きらん風月 永井紗耶子
「木挽町のあだ討ち」で直木賞を受賞した永井紗耶子氏の受賞後最初の一作、「きらん風月」。期待を裏切らない名作を世に送り出した。
その主人公は栗杖亭 鬼卵(りつじょうてい きらん)。武士であり浮世絵師でもあり戯作者でもある。鬼卵の半生を見事なタッチで描き続ける。
そんな鬼卵が寛政の改革を老中として推し進めた松平定信に、昔語りを話しながら人のあるべき姿をとうとうと語りつくす。
勿論、鬼卵とて死別した妻夜燕との別れに挫折の重さに苛まれる。そんな作品の中で、永井紗耶子氏は心に留める言葉を書き記している。
「物を思い、考え、書き、歌う。
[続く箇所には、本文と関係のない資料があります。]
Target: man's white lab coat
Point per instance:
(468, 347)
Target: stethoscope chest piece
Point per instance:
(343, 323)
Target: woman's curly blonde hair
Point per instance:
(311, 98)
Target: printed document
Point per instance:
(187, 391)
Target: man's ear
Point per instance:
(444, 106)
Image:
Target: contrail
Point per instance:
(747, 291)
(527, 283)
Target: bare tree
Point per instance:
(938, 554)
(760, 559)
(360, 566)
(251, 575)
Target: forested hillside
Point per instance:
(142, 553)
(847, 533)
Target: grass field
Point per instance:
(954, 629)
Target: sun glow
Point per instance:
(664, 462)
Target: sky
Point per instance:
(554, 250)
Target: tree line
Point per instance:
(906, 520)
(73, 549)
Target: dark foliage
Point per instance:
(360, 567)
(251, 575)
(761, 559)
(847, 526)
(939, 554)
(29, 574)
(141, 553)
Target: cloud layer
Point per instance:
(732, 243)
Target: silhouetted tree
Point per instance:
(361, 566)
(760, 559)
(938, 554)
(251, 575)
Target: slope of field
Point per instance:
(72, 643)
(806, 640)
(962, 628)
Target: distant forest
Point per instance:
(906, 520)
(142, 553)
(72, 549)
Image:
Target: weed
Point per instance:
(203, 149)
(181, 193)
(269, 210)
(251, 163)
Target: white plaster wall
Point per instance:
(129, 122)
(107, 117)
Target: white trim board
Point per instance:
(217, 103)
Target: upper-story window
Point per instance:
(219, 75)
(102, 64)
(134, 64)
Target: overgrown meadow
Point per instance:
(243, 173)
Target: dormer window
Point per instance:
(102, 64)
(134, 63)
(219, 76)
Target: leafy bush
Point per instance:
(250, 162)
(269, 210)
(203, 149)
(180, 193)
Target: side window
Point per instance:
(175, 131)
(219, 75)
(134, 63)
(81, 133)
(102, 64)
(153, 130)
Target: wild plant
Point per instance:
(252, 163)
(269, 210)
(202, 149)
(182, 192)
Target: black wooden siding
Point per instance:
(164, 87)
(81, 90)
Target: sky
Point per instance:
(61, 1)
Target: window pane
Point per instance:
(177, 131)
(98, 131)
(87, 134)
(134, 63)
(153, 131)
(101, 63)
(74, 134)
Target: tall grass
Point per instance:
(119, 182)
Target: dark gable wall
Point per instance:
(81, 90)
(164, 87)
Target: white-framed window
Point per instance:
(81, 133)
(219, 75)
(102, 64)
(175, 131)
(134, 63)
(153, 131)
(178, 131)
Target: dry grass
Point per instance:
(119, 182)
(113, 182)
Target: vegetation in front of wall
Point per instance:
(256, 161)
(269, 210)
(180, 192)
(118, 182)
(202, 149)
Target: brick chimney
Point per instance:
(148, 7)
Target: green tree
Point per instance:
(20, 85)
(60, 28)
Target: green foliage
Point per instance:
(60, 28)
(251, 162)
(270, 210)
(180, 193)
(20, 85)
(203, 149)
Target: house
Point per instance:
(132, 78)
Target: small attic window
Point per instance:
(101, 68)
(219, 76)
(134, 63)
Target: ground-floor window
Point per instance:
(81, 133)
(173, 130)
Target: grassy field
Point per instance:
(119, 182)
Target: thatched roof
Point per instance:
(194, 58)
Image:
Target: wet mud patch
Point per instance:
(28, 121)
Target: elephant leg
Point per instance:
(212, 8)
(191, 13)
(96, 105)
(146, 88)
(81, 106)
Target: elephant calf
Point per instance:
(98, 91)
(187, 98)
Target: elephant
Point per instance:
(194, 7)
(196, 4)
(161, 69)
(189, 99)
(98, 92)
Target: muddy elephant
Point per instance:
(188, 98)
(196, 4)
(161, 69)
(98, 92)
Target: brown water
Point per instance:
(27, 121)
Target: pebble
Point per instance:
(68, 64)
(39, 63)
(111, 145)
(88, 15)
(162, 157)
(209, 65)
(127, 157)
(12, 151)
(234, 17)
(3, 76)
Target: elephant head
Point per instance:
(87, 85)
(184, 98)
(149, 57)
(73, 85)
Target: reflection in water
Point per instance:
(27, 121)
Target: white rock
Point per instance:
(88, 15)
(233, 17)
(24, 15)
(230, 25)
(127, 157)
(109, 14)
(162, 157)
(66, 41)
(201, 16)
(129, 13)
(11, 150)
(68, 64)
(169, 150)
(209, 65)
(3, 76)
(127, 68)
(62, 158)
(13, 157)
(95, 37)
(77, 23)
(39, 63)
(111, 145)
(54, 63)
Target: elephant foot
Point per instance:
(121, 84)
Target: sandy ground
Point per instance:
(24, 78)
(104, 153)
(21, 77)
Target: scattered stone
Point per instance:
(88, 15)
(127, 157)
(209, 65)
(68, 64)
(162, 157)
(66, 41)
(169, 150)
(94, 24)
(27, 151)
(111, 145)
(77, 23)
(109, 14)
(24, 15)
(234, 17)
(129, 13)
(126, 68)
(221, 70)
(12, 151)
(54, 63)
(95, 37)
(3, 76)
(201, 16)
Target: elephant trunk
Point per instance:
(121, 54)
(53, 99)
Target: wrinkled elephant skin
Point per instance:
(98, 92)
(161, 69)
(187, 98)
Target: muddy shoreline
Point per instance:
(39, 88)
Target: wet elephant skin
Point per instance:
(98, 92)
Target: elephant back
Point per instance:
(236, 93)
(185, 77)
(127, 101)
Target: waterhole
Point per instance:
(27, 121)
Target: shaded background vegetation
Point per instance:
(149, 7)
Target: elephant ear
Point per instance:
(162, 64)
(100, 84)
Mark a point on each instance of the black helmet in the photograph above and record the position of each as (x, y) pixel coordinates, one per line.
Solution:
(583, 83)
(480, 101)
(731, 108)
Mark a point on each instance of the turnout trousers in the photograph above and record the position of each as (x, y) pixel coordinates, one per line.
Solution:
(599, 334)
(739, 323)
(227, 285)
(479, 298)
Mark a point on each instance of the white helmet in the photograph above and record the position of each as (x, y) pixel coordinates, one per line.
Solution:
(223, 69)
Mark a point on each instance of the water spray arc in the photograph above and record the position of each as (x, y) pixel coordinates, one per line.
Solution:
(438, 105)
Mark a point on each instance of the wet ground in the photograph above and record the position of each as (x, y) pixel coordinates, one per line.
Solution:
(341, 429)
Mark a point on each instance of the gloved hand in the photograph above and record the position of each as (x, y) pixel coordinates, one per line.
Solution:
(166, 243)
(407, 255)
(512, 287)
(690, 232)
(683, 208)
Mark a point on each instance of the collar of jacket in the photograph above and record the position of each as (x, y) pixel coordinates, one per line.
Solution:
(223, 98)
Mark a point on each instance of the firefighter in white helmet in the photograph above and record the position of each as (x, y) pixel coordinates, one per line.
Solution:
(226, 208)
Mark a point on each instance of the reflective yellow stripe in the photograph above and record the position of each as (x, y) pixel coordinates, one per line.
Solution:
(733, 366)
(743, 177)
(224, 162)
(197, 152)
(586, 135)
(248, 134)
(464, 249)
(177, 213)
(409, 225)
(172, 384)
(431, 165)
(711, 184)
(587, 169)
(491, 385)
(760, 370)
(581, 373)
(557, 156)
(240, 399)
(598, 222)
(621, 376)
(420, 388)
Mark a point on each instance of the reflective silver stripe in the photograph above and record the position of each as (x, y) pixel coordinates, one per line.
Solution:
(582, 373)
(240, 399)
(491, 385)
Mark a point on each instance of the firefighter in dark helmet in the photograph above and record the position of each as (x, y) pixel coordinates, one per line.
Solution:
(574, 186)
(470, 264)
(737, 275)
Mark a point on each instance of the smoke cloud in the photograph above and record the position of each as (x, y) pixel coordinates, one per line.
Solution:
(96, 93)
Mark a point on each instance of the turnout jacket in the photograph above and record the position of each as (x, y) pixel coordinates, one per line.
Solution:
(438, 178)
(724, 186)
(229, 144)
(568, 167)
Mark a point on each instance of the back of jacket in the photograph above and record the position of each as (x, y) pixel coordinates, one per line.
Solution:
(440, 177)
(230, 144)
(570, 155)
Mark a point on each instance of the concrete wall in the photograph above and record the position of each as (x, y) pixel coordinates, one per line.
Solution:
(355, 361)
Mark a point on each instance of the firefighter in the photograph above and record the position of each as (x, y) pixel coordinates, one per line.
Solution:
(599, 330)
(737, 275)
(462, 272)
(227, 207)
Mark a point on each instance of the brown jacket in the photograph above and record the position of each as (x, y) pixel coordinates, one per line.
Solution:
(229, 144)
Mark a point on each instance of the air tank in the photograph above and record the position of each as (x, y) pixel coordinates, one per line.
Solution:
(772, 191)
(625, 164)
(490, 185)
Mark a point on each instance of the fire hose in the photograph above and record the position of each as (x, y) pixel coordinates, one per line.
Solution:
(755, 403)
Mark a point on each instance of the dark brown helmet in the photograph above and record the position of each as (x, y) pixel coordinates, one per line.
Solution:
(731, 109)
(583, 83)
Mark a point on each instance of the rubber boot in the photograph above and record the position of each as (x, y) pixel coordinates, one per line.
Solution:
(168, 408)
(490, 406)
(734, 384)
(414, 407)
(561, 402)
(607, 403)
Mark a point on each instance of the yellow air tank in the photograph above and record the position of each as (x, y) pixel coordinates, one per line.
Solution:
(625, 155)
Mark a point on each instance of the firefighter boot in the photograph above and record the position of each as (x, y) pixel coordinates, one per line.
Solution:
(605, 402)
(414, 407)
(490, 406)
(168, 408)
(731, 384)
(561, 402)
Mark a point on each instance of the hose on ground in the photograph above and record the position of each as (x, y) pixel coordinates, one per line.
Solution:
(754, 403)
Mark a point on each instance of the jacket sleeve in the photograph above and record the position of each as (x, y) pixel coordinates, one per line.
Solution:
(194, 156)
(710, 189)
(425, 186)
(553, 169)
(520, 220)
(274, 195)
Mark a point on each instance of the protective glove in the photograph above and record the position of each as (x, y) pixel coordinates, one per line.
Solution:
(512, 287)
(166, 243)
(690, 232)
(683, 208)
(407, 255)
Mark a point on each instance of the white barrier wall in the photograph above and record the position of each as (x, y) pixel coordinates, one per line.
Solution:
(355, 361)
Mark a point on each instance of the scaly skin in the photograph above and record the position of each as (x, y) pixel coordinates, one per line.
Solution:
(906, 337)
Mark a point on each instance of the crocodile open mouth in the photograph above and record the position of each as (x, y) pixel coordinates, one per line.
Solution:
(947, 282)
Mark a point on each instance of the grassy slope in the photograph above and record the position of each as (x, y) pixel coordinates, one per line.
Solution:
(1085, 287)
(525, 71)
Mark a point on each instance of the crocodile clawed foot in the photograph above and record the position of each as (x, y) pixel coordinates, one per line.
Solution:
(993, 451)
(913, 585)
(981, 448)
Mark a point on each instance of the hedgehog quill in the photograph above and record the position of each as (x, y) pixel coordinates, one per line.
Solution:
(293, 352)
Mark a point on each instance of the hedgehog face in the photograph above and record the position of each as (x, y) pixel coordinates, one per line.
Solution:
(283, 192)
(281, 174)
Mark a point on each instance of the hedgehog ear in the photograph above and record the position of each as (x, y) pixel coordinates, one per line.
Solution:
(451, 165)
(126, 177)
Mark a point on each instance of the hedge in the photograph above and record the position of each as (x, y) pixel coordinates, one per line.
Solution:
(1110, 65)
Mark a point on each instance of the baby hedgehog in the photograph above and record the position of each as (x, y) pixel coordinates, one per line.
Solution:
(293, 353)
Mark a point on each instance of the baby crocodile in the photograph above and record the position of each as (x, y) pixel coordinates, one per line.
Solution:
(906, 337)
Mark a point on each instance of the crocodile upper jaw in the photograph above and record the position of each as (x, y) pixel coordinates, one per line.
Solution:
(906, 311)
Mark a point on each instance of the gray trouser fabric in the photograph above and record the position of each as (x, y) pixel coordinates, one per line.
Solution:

それは人が人である証。食うことのためだけに生きるわけではない。そのことが己を支える誇りになります。荒地にあってこそ、歌も絵も書も、潤いの滴となりましょう」その言葉は、何よりも荒れて乾いた鬼卵の心に、一滴の水となって沁みた。
なんて素敵な言葉だろうか。人生の生き方、考え方をこの短い文章に刻み込んでいる。「実に見事だ」
そんな「きらん風月」手に取って眺めてみてはいかがだろうか。作品の中には蔦屋重三郎の名も出てくる。来年のNHK大河ドラマで蔦屋重三郎こと「蔦重」が主人公で映像化される。そんな所も読みどころだろうか。
一冊の書物が人の心を動かす。
作家とは素晴らしい人たちである。